After the backup, I left it running and went to sleep. When I came back to it, It looked like it had attempted to reboot and there was a black screen that said the OS was missing from the HD and to press ctrl-alt-delete to continue. After I hit ctrl-alt-delete, the same message popped up and I shut it down and re-started it manually. It has since froze, and I've shut it off and left it.

Now I'm not real sure what I should do.

Coming from your other post as this is more the TS one.

In all honestly it sounds like the drive was filled writing GB's of data to all sectors and then deleting it. It might be dead.

Moving an ssd doesn't do anything they don't have moving parts like a hard drive does.

Do you know to which hard drive the OBS was writing too?

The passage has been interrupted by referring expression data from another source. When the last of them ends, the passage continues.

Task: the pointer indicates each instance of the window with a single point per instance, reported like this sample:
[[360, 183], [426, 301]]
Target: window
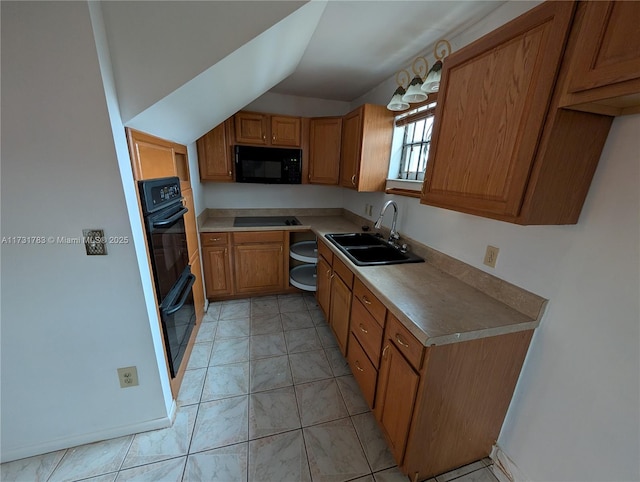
[[417, 126]]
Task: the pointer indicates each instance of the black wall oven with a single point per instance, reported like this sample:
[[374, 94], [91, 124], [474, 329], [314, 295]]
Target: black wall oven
[[163, 212]]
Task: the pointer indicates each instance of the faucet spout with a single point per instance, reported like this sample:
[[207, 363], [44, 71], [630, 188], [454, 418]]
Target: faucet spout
[[393, 235]]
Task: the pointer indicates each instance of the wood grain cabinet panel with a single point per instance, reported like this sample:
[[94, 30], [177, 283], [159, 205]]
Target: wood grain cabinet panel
[[259, 266], [215, 158], [395, 399], [366, 146], [325, 136], [285, 131], [605, 71]]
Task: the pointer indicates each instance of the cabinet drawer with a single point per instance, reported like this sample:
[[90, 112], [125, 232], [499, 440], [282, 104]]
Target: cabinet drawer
[[244, 237], [363, 371], [367, 331], [343, 271], [325, 252], [406, 343], [214, 239], [370, 302]]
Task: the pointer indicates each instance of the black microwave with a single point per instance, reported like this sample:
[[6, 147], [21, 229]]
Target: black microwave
[[268, 165]]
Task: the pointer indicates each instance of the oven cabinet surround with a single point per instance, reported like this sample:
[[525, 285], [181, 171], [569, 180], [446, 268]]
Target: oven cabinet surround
[[215, 153], [502, 146], [153, 157], [604, 74], [325, 136], [256, 128], [333, 293], [366, 146]]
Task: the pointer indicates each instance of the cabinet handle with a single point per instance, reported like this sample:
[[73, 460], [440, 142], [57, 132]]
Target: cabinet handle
[[401, 341]]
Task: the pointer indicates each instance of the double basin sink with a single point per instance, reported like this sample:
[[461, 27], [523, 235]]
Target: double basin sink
[[365, 249]]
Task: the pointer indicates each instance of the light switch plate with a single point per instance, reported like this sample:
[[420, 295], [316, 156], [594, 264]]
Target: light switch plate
[[94, 242], [128, 377], [491, 256]]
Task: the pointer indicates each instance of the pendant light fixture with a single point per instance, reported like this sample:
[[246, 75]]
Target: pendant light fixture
[[432, 82], [414, 92], [397, 103]]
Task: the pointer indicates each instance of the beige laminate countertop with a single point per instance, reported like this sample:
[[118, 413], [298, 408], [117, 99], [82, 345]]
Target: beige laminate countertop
[[435, 306]]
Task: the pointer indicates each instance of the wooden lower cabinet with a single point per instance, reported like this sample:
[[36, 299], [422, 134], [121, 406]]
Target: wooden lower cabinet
[[323, 288], [258, 259], [397, 389], [340, 311], [198, 287]]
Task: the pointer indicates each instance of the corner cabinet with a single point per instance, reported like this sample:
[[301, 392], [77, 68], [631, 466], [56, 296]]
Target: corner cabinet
[[215, 158], [366, 145], [325, 136], [502, 147]]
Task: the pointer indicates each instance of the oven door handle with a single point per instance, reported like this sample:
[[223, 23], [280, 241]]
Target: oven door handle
[[188, 281], [166, 222]]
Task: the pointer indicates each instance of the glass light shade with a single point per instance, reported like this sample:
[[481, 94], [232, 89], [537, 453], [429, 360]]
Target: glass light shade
[[414, 94], [432, 82], [396, 103]]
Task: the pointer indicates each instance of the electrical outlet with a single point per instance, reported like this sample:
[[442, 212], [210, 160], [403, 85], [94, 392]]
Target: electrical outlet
[[128, 377], [94, 242], [491, 256]]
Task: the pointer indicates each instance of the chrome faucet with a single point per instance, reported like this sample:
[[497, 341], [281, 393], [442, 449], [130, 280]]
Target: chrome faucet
[[393, 235]]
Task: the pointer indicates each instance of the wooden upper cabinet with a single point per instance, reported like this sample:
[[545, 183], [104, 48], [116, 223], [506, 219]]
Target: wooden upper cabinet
[[605, 71], [366, 147], [285, 131], [252, 128], [153, 157], [267, 130], [215, 157], [325, 135], [501, 146]]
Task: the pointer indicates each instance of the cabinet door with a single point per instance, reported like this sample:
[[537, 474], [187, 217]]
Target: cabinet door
[[150, 159], [198, 287], [217, 271], [251, 128], [259, 267], [323, 290], [395, 399], [325, 136], [285, 131], [340, 312], [492, 103], [214, 154], [609, 42], [351, 148]]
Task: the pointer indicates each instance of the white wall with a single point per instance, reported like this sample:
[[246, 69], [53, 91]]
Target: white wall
[[576, 410], [68, 320]]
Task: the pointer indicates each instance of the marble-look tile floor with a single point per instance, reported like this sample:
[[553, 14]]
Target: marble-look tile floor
[[267, 396]]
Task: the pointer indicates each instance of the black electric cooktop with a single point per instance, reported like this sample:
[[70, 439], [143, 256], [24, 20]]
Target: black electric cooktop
[[257, 221]]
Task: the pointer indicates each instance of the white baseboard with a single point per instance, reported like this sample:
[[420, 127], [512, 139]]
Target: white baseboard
[[11, 454], [504, 468]]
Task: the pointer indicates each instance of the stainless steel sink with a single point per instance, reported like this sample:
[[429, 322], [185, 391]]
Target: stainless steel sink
[[365, 249]]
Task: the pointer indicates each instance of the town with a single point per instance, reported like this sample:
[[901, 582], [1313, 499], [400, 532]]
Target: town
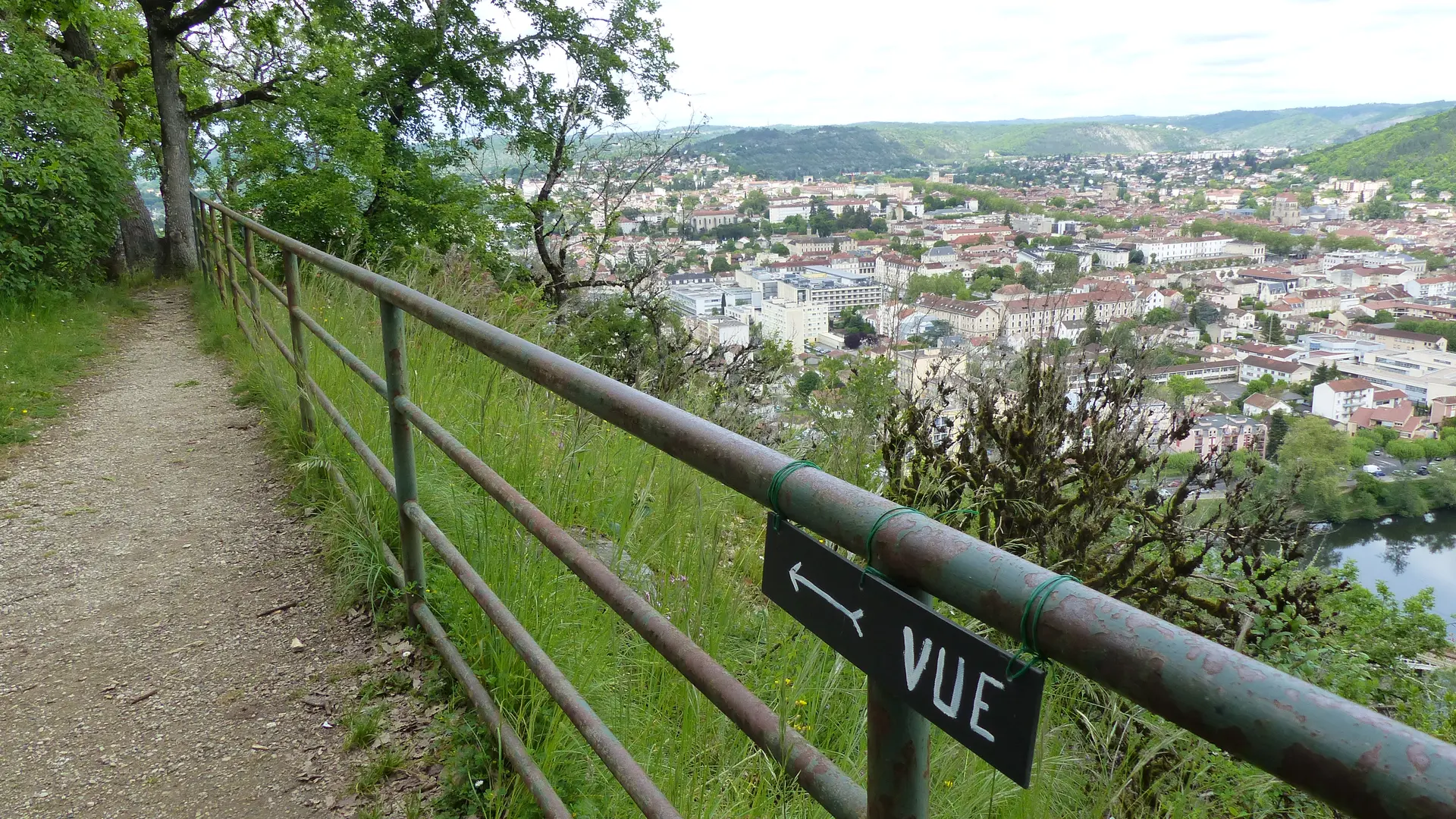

Hopefully not the C drive.

The only thing I can think of is to try using a live linux cd to see if you can read the drive, and just copy paste the data onto another networked pc.

if this is not possible then use a windows disk and try to run a repair and check disk. it won't matter if it makes it worse at this point as i don't think the data is recoverable if you cant read the data from the linux live cd.

Note: I am just providing hints/general suggestions, please wait to see if someone else says something similar to me before just doing the windows cd part. The linux live cd shouldn't make it worse since it would just be reading the SSD and not writing anything to it.

I believe OBS was writing to the D drive.

I will probably just try writing over it with a windows disk. I've never used a live linux cd and I'm afraid I'm just not smart enough to make it worth my time. If I decide to contact a friend to help me, I'll ask them to do it though.

I really appreciate your help!

BTW, often times, I'd put this PC to sleep and it would boot back up within a couple minutes or so. Could that have anything to do with the hard drive?

Thanks!

Restarting after sleep is probably some service running you'll need to check the event viewer to see what is waking it from sleep.